According to the researchers, smile is divided into two categories. Standard smile and genuine smile or Duchenne smiles. Earlier studies were done that showed positive emotions help during stress and smiling effects the emotions. But this study is the first that experimentally manipulate the types of smiles people make in order to examine the effects of smiling on stress.
The study was conducted on 169 participants from Midwestern University. The study was divided into two stages: training and testing. n the training stage, the researchers taught the volunteers how to either hold their faces in a neutral expression, hold a standard smile, or hold a Duchenne smile. They also got some of the volunteers to hold their face in a forced smile by holding chopsticks in their mouths. In the testing phase, the volunteers performed some multi-tasking activities, during which they held their faces in the manner instructed.
During both of the stressful tasks, participants held the chopsticks in their mouth just as they were taught in training. The researchers measured participants' heart rates and self-reported stress levels throughout the testing phase.
On conducting this experiment the researchers noted that smiling influences ones physical state.

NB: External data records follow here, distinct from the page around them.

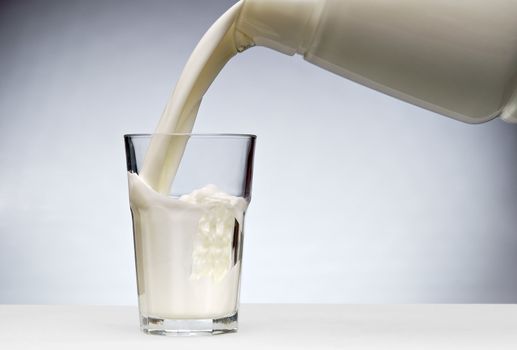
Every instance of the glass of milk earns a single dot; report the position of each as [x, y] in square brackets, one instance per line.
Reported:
[188, 240]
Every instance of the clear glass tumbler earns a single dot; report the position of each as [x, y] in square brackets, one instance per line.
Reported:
[188, 241]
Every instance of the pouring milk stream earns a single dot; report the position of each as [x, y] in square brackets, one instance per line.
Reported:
[458, 59]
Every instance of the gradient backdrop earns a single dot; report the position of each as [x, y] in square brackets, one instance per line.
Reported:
[358, 198]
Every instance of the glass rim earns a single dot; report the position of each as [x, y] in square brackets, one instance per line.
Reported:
[200, 135]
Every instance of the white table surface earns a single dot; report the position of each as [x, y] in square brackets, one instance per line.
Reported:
[270, 326]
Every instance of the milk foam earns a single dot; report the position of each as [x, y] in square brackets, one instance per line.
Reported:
[187, 251]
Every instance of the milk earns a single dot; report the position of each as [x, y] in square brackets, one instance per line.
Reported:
[457, 59]
[212, 52]
[186, 269]
[187, 249]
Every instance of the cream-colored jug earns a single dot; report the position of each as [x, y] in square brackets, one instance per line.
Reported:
[456, 58]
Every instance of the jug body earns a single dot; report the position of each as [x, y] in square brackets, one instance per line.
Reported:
[458, 58]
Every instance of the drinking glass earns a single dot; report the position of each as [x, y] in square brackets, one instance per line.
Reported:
[188, 238]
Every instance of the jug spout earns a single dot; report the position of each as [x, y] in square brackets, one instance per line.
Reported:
[453, 58]
[509, 113]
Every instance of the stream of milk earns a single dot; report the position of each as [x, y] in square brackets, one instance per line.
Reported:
[187, 249]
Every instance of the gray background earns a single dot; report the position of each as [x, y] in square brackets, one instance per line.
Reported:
[357, 197]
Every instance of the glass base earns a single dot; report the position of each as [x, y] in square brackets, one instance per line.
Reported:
[171, 327]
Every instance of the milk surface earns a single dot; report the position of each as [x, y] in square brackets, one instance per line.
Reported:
[188, 251]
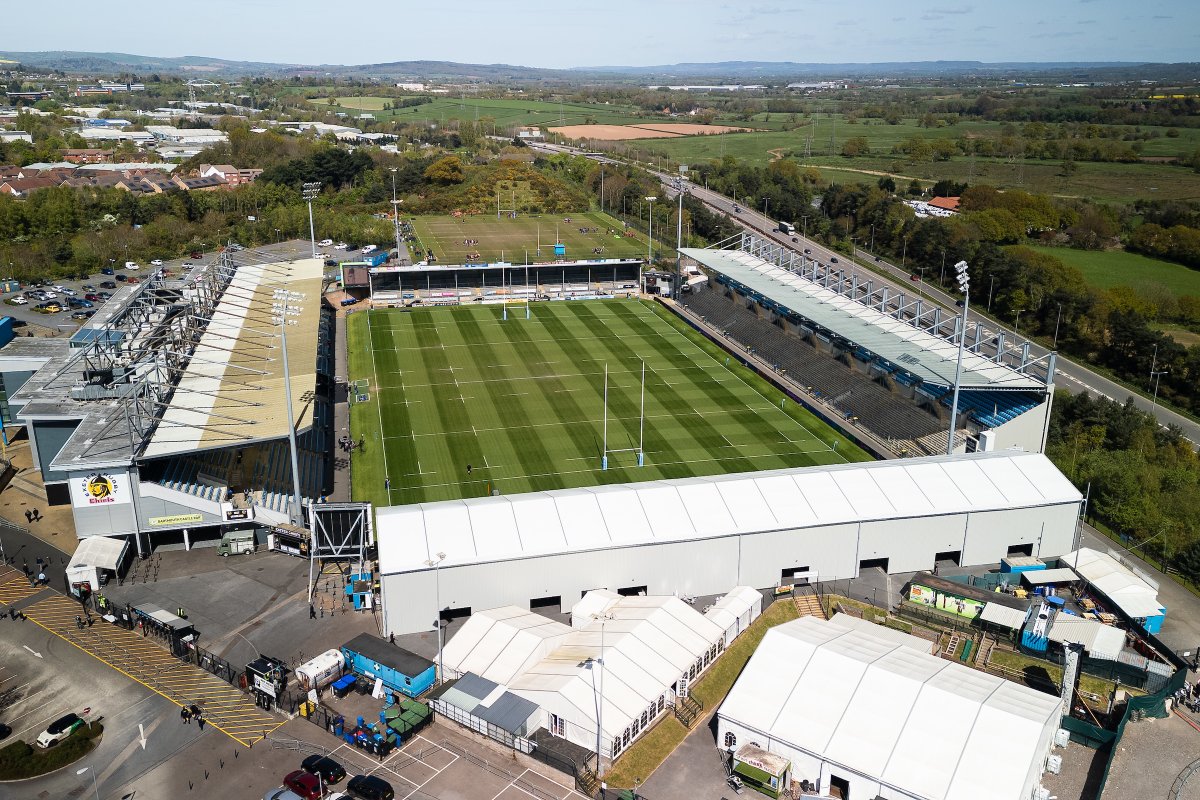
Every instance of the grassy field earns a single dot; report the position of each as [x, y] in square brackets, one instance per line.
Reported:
[513, 239]
[1117, 268]
[522, 402]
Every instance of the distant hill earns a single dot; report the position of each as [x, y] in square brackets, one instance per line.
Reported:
[108, 64]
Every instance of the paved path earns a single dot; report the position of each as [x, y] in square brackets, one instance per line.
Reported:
[226, 708]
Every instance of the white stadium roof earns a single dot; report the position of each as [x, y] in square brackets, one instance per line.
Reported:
[232, 391]
[1132, 593]
[930, 727]
[930, 358]
[490, 529]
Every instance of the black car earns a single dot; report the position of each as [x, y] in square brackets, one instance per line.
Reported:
[369, 787]
[329, 770]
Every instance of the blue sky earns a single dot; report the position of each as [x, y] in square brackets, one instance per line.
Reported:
[564, 34]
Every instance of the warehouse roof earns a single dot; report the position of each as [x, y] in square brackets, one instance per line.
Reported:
[490, 529]
[923, 725]
[928, 356]
[1132, 593]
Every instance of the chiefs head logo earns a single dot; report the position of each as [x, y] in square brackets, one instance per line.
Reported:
[100, 488]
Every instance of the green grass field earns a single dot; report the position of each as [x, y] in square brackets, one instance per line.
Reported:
[522, 402]
[513, 239]
[1117, 268]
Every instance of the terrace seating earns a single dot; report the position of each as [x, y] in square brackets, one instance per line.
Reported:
[851, 391]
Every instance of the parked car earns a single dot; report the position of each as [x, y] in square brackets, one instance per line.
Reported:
[282, 793]
[59, 729]
[329, 770]
[369, 787]
[304, 783]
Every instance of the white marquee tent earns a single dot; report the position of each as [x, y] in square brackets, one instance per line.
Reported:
[846, 703]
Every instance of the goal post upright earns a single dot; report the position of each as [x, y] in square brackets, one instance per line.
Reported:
[604, 456]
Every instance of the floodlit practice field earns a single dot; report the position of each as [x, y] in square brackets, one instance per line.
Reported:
[461, 402]
[511, 239]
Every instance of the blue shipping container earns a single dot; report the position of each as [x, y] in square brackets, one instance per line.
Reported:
[400, 669]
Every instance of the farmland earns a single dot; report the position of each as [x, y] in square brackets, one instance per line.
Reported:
[1111, 269]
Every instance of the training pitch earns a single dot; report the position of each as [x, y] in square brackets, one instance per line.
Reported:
[521, 402]
[517, 240]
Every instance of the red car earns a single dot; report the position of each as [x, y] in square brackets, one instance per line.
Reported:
[304, 783]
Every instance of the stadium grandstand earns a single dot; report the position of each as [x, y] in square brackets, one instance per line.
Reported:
[167, 417]
[448, 284]
[882, 359]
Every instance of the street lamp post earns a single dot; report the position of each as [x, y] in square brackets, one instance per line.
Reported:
[964, 278]
[1156, 374]
[436, 563]
[285, 298]
[600, 618]
[95, 786]
[311, 191]
[649, 238]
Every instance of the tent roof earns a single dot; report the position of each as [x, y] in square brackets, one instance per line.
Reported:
[1038, 577]
[491, 529]
[102, 552]
[928, 356]
[1132, 593]
[851, 695]
[1099, 639]
[1002, 614]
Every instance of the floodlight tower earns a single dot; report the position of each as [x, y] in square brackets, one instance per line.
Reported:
[965, 288]
[395, 211]
[283, 307]
[311, 191]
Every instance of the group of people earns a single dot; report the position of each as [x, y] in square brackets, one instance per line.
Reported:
[190, 713]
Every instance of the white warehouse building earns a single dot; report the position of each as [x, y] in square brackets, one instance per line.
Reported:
[706, 535]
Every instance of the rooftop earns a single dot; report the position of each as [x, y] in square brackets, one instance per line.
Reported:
[929, 358]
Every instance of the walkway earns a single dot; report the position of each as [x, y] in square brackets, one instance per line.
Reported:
[226, 708]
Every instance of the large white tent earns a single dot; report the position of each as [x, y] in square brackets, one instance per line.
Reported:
[1132, 593]
[879, 715]
[702, 535]
[651, 649]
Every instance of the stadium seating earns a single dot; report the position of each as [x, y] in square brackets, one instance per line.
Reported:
[852, 392]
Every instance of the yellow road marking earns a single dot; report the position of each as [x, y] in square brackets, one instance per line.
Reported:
[225, 708]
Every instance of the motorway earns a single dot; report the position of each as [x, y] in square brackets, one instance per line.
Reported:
[1069, 374]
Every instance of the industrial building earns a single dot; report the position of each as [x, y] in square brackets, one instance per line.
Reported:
[702, 535]
[858, 710]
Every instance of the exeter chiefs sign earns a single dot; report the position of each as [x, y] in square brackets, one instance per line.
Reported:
[97, 489]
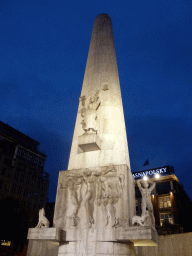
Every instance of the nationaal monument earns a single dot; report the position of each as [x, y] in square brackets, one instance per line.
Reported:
[95, 202]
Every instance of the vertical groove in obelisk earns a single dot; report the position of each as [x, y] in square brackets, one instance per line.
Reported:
[101, 75]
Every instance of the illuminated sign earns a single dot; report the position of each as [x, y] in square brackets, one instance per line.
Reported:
[162, 170]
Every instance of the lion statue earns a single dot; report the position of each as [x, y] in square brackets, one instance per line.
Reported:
[43, 221]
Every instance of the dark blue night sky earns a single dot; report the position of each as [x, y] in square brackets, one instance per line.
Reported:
[43, 51]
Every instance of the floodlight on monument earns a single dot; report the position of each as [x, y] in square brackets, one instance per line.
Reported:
[157, 176]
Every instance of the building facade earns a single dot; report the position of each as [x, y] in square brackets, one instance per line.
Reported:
[171, 204]
[22, 176]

The researchers monitored the participants' heart rates as they performed their various tasks.
They found the participants who were instructed to smile, and in particular those whose faces expressed genuine or Duchenne smiles, had lower heart rates after recovery from the stress activities than the ones who held their faces in neutral expressions.
Smiling during brief stressors can help to reduce the intensity of the body's stress response regardless of whether a person actually feels happy.
"The next time you are stuck in traffic or are experiencing some other type of stress," says Pressman, "you might try to hold your face in a smile for a moment. Not only will it help you 'grin and bear it' psychologically, but it might actually help your heart health as well!"